If you’re becoming reliant on more and more smart home devices, you might start to wonder how they will handle a power cut.
Computers, especially older ones, could take these things rather badly! And what if your security, your doorbell and even your locks are connected to the grid?
First things first – power cuts are not a new phenomenon, and they were are convenient before smart home technology came along.
A distinction needs to be drawn between the new features that smart tech provides, and the more serious worry that you won’t have access to even the basic functionality.
You certainly wouldn’t want a lock that wouldn’t open in the event of a fire, for example.
WHAT HAPPENS WHEN THE POWER GOES?
It’s very likely that, if the power goes, you will lose your connection to the internet as well.
That’s because, in the average home, your internet router is powered with mains electricity and so in the event of a power failure you’ll also get an internet failure.
So the real question is what will happen to your key devices in that event.
Security cameras like the Nest Cam Indoor or Outdoor simply stop working without power.
Battery-powered camera are no better if they depend on Wi-Fi to operate, but some – like the Reolink Argus 2 – can record to an SD card and are solar powered.
Door locks have to include batteries, so when the power goes their only loss is the Wi-Fi (and with it the internet). That means you’ll still be able to open the door with the RFID keys, or Bluetooth, but not via the app’s internet connection.
There will always be a physical turn on the inside too.
This goes without saying, but your smart bulbs will go out. The question is what happens when the power comes back on. In many cases, the lights will come on too, perhaps even if they were off.
Some doorbells are powered by a low voltage supply that nevertheless comes from your mains power, so these would stop functioning.
Others are battery powered (Ring, for example, offers both), but still need their Wi-Fi connection to send you an alert to your phone.
The optional ringer devices typically are also outlet-powered, so, without the internet, you’d be left with a working doorbell camera that nevertheless couldn’t reach you.
Smoke detectors like the Nest Protect feature battery back-up (three lithium AA cells), so they will still perform their key alert functions.
Sadly without the network they cannot act as a chime for a doorbell, for example.
WHAT HAPPENED WHEN THE POWER COMES BACK?
When power is restored, devices will need a few moments, but you will likely find this very straightforward.
Mercifully most devices store their settings in EPROM (Erasable Programmable Read-Only Memory) and their own software in firmware, so you won’t need to go through the set-up procedure again, just wait for things to boot up and then find their network connections.
You may well know this experience from rebooting your router and waiting for the Wi-Fi to appear on your computer.

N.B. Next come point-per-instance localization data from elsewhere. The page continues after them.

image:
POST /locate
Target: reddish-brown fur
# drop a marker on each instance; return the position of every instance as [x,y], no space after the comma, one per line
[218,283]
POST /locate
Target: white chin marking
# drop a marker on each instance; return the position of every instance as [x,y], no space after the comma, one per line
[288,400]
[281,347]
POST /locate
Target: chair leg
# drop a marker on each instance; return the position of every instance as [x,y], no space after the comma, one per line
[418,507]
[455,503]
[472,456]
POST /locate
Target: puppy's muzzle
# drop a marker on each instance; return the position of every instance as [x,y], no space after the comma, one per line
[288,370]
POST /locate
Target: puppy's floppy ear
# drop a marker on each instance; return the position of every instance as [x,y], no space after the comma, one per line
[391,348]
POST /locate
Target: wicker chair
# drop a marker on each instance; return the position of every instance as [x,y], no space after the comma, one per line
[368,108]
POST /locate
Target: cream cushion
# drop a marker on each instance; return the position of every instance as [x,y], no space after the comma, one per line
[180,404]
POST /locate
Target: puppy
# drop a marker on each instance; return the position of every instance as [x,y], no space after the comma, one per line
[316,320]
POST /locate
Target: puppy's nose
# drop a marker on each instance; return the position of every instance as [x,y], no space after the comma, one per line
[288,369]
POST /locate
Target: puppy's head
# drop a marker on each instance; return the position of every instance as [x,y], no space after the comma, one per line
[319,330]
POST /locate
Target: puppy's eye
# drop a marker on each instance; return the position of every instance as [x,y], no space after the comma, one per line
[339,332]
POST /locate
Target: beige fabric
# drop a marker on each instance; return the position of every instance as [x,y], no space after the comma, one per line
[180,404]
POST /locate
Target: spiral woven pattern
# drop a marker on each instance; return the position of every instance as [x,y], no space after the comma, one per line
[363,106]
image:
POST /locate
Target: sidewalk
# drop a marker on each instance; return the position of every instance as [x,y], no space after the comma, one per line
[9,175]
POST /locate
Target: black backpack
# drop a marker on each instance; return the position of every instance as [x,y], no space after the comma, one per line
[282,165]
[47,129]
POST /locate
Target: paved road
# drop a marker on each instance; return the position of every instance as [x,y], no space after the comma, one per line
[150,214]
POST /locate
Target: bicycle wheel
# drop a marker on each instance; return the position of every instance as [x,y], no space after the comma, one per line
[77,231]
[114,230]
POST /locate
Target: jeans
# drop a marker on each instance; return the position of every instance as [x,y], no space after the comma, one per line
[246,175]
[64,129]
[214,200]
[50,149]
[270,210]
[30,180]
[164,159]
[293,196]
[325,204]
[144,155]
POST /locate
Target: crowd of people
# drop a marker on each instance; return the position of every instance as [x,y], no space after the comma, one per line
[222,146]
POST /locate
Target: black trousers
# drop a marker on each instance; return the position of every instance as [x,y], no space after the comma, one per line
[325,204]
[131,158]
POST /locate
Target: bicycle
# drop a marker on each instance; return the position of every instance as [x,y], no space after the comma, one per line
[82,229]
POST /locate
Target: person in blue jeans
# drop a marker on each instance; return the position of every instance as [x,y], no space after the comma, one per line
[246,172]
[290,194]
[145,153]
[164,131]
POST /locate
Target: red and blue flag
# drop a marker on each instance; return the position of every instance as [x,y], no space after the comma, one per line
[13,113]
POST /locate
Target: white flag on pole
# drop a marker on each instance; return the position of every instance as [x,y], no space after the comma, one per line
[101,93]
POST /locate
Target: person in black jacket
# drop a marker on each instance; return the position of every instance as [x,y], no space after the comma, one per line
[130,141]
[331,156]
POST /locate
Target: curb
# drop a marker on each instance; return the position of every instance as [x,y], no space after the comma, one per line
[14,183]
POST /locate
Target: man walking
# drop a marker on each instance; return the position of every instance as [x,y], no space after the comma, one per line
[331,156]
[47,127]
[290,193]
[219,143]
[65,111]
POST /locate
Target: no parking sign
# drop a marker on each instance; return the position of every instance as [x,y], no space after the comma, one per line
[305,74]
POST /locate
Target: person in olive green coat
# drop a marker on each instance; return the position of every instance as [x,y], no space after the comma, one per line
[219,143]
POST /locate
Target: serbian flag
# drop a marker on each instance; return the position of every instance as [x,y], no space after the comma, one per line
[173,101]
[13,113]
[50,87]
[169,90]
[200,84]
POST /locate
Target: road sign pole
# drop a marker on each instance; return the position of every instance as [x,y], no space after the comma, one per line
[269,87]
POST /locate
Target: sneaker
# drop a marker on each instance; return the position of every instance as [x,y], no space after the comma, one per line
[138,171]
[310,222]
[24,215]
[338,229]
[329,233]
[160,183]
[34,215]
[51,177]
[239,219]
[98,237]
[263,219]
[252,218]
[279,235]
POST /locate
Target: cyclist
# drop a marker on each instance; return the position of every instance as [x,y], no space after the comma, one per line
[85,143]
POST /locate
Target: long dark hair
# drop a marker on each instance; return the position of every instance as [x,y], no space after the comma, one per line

UNINTERRUPTIBLE POWER SUPPLY SYSTEMS
Many businesses use an Uninterruptible Power System (UPS) to protect their key systems against a sudden power failure.
Despite the very confident name, these systems are really best used to provide a few minutes to allow a server to be shut down properly and prevent any damage to files, which are midway through being moved.
UPS power supply units work just like the battery does in a laptop – pull out the power cord and the power will start to be drawn from the battery until it runs out.
Since a Wi-Fi router and hub doesn’t have an especially strong draw, the actual internet connection comes down a different cable to your energy, you could use a UPS to provide a slightly longer period of protection for your internet connection.
For every additional device you connect to the UPS power supply unit, the shorter the back-up will last (a desktop computer would drain one of these in a matter of minutes).
CYBERPOWER CP1500AVRLCD UPS POWER SUPPLY UNIT
Power: 1500VA/900W, 12 Outlets
Simply plugged into the mains, with your devices attached, this UPS power supply unit can provide energy for a desktop computer, also serving as a surge protector ensuring that your devices are protected from spikes in the power.
You can plug several into the kettle-style sockets and 12 US sockets (6 battery backup & surge protected outlets and 6 surge protected outlets) at the back, or the USB ones on the front.
1,500VA is enough energy to run a 240V desktop computer and monitor for around an hour or so, depending on the draw.